Der Leutnant öffnete die Verschnürung des Beutels und ein Goldstück nach dem anderen rollte auf das zerkratzte Holz. Troyan zählte zwölf Münzen. Dann wischte eine geübte Hand das Geld vom Tisch.

"Es scheint, dass heute dein Glückstag ist, 'Barde-aus-den-Bergen'", brummte er und kritzelte etwas auf ein Stück Papier. Als Krönung drückte er noch ein Siegel darauf. Dann reichte er es Troyan. "Du darfst auf allen Plätzen und in allen Tavernen spielen, außer auf dem Platz der göttlichen Weisheit. Und jetzt verschwinde, bevor ich es mir noch überlege." Seine langen Finger wedelten heftig. "Raus hier! Alle! Man kann ja kaum noch Luft holen in diesem ekligen Leoti-Gestank."

In Sekunden war der Raum leer. Troyan war naturgemäß einer der letzten, die das Freie erreichten. Als erstes ließ er Karam zu Boden springen, dann sah er sich nach den Seeleuten um. Doch die waren bereits im Gewirr der Gassen von Ren-Selaer verschwunden. Ziellos ging er in die Stadt hinein. Einen jungen Leoti in der Livree eines warronischen Adeligen fragte er nach einer Herberge und wurde zu 'Mutter Julas Suppentopf' gewiesen. Es war kurz nach Mittag. Troyans Magen knurrte auffordernd, denn sie hatten alle Vorräte aufgegessen.

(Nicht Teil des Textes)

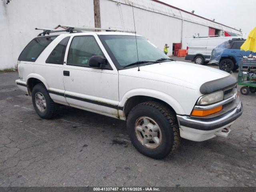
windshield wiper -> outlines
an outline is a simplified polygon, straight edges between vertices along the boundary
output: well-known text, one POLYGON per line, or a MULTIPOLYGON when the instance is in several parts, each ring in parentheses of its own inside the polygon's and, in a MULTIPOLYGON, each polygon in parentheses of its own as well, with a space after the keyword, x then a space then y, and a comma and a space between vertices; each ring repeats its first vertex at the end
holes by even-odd
POLYGON ((160 59, 156 60, 156 61, 162 61, 164 60, 170 60, 170 61, 175 61, 174 59, 171 59, 170 58, 161 58, 160 59))
POLYGON ((134 63, 132 63, 130 64, 129 64, 128 65, 127 65, 126 66, 124 66, 124 68, 126 68, 126 67, 130 67, 130 66, 132 66, 133 65, 139 65, 140 64, 142 64, 142 63, 157 63, 157 61, 140 61, 138 62, 138 61, 136 61, 136 62, 134 62, 134 63))

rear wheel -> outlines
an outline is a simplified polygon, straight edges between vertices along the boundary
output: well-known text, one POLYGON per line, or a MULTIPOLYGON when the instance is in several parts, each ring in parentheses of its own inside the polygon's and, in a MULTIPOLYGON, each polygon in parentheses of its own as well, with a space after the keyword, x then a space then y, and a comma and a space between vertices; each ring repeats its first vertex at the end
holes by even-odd
POLYGON ((199 65, 202 65, 204 62, 204 58, 202 56, 198 55, 195 57, 194 59, 194 63, 196 64, 198 64, 199 65))
POLYGON ((244 86, 240 89, 240 92, 243 95, 248 95, 250 92, 250 89, 248 87, 244 86))
POLYGON ((127 125, 135 148, 152 158, 164 158, 180 143, 176 116, 162 103, 147 102, 136 106, 129 114, 127 125))
POLYGON ((42 84, 37 84, 33 88, 32 102, 35 110, 42 118, 49 119, 58 114, 59 105, 53 102, 42 84))
POLYGON ((224 59, 220 62, 220 69, 222 71, 230 72, 234 70, 234 62, 230 59, 224 59))
POLYGON ((249 87, 249 89, 251 93, 254 93, 256 92, 256 87, 249 87))

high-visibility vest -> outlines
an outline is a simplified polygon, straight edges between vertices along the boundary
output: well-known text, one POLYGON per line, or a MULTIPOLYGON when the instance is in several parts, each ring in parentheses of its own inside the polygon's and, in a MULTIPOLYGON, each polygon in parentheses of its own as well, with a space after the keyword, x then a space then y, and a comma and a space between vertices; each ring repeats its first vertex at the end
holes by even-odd
POLYGON ((164 52, 165 53, 168 52, 168 49, 167 49, 167 48, 165 45, 164 47, 164 52))

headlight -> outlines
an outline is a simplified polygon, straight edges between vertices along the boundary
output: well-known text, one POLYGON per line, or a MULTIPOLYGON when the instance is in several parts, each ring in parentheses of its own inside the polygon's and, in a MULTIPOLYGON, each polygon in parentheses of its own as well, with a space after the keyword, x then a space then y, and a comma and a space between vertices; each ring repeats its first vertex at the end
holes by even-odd
POLYGON ((218 91, 203 96, 198 101, 200 105, 206 105, 216 103, 223 100, 223 91, 218 91))

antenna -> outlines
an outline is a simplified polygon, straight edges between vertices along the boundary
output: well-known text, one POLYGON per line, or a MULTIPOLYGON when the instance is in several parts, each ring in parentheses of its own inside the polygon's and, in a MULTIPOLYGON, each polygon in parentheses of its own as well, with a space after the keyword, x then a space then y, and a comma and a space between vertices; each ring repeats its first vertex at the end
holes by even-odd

Karam wedelte an jeder Bäckerei oder Fleischerei hungrig mit dem Schwanz. Um diese Zeit waren die Straßen wenig belebt. Die wenigen Passanten, die sie trafen, waren warronische Soldaten. Selbst der Markt wirkte verlassen. Gelangweilt hockten die Händler bei ihren Waren. Die meisten hatten nichts anderes zu tun als Fliegen zu verjagen.

Endlich fand er die Herberge, ein einstöckiges Haus mit festen Gittern vor den unteren Fenstern. Neben der Tür hing ein verbeulter Topf an einem eisernen Haken. Er sah so aus als hätte er schon oft als Zielscheibe für Straßenjungen oder Betrunkene gedient. Das achteckige Haus war alt, vielleicht sogar aus der Zeit vor den Warronen als Ren-Selaer noch ein kleines Fischerdorf war. Auf Troyan wirkte es wie ein warmer Mantel, der immer wieder liebevoll geflickt worden war. Hier würde er sich wohlfühlen.

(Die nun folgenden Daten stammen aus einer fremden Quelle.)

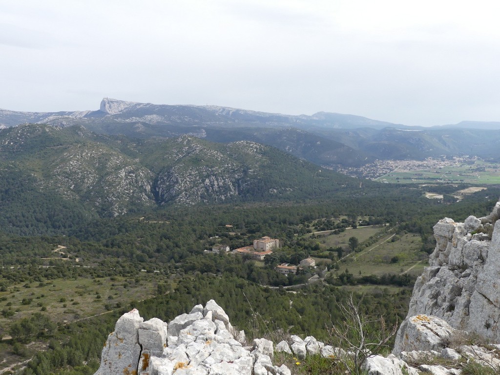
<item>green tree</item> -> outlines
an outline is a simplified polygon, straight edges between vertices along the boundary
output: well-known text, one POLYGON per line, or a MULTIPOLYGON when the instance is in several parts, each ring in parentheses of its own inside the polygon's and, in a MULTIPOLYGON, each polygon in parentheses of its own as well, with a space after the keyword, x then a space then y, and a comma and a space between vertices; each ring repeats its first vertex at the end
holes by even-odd
POLYGON ((353 252, 358 247, 359 243, 360 240, 356 237, 352 236, 349 238, 349 247, 353 252))

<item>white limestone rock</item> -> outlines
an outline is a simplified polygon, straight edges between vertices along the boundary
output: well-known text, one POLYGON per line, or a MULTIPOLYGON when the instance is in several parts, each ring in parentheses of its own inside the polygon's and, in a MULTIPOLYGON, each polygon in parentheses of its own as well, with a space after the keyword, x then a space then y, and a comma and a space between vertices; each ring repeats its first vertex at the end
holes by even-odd
POLYGON ((198 312, 192 314, 182 314, 168 323, 168 336, 178 336, 179 332, 196 320, 203 318, 203 314, 198 312))
POLYGON ((429 372, 432 375, 460 375, 460 370, 454 368, 446 368, 441 366, 422 364, 418 366, 418 370, 424 372, 429 372))
POLYGON ((254 340, 254 350, 252 353, 255 354, 265 354, 272 357, 274 350, 272 342, 265 338, 256 338, 254 340))
POLYGON ((227 326, 229 324, 229 316, 224 311, 224 309, 219 306, 213 300, 210 300, 206 302, 204 308, 203 309, 204 315, 206 315, 209 311, 212 312, 213 319, 217 319, 224 322, 227 326))
POLYGON ((440 354, 436 350, 412 350, 402 352, 398 356, 405 362, 418 364, 428 362, 440 356, 440 354))
POLYGON ((420 314, 404 320, 396 336, 392 353, 441 350, 444 340, 456 332, 444 320, 436 316, 420 314))
MULTIPOLYGON (((415 284, 408 317, 433 316, 458 330, 500 342, 500 202, 490 215, 464 223, 440 220, 436 247, 415 284), (491 239, 486 234, 492 227, 491 239)), ((400 340, 402 338, 398 334, 400 340)))
POLYGON ((276 351, 284 352, 286 353, 292 354, 292 350, 290 349, 290 346, 288 346, 288 343, 284 340, 276 344, 276 351))
POLYGON ((475 216, 470 215, 464 222, 464 226, 468 232, 472 232, 479 229, 481 226, 481 220, 475 216))
POLYGON ((306 343, 304 341, 295 342, 292 344, 292 350, 299 360, 304 360, 307 354, 306 343))
POLYGON ((321 342, 318 341, 314 337, 308 336, 304 339, 304 342, 306 342, 306 350, 308 354, 315 354, 321 352, 321 350, 324 346, 324 344, 321 342), (308 339, 309 340, 308 340, 308 339))
POLYGON ((363 364, 362 368, 368 375, 418 375, 416 370, 408 366, 395 356, 389 354, 386 358, 381 356, 368 357, 363 364))
POLYGON ((201 312, 203 314, 203 305, 202 304, 197 304, 192 309, 191 311, 190 312, 190 314, 194 314, 195 312, 201 312))
POLYGON ((292 375, 290 369, 284 364, 282 364, 280 367, 274 366, 274 370, 276 375, 292 375))
POLYGON ((166 347, 167 324, 154 318, 141 323, 138 333, 142 348, 138 371, 140 374, 147 373, 150 358, 161 356, 166 347))
POLYGON ((274 370, 271 358, 264 354, 257 354, 254 364, 254 375, 267 375, 268 371, 274 370))
POLYGON ((484 348, 476 345, 464 346, 460 347, 460 352, 464 356, 470 358, 482 364, 490 364, 495 368, 500 368, 500 358, 496 356, 496 350, 492 352, 484 348))
POLYGON ((321 355, 325 358, 340 358, 342 359, 346 358, 347 353, 342 348, 334 348, 331 345, 325 345, 322 348, 321 355))
POLYGON ((441 356, 445 360, 454 361, 460 360, 460 358, 462 358, 460 353, 450 348, 445 348, 441 350, 441 356))
POLYGON ((140 356, 138 330, 143 320, 135 308, 120 317, 102 349, 95 375, 128 375, 137 371, 140 356))

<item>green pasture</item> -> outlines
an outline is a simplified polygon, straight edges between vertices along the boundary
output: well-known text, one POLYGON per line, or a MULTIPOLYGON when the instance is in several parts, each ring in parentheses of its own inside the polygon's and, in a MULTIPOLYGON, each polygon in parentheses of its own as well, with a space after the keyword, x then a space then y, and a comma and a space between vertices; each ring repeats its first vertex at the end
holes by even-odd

In den nächsten Tagen strich Troyan mit dem als Hund getarnten Karam durch die Stadt. Der junge Warroad wollte schon am ersten Tag zum Platz der göttlichen Weisheit. Doch der Steinsucher überzeugte ihn davon, dass es klüger wäre, zuerst die Lage zu sondieren. Die Atmosphäre in der Stadt erwies sich als angespannt. Leotan, die in Gruppen von mehr als fünf Mann beisammen standen, wurden sofort von Wachen brutal auseinandergetrieben, manchmal verhaftet. Hinter vorgehaltener Hand wurde über Kämpfe in den Bergen gemunkelt. Doch konnte Troyan nichts Genaueres erfahren. Vornehme Warronen erschienen nur noch in Begleitung einer bewaffneten Eskorte in der Öffentlichkeit. Der Platz der göttlichen Weisheit wurde streng bewacht. Der Alabasterthron in der Mitte des Platzes stand wie ein stummes Mahnmal auf seinem erhöhten Podest. Rundherum zog sich ein Kordon von Elitesoldaten. Kreon wollte nichts dem Zufall überlassen.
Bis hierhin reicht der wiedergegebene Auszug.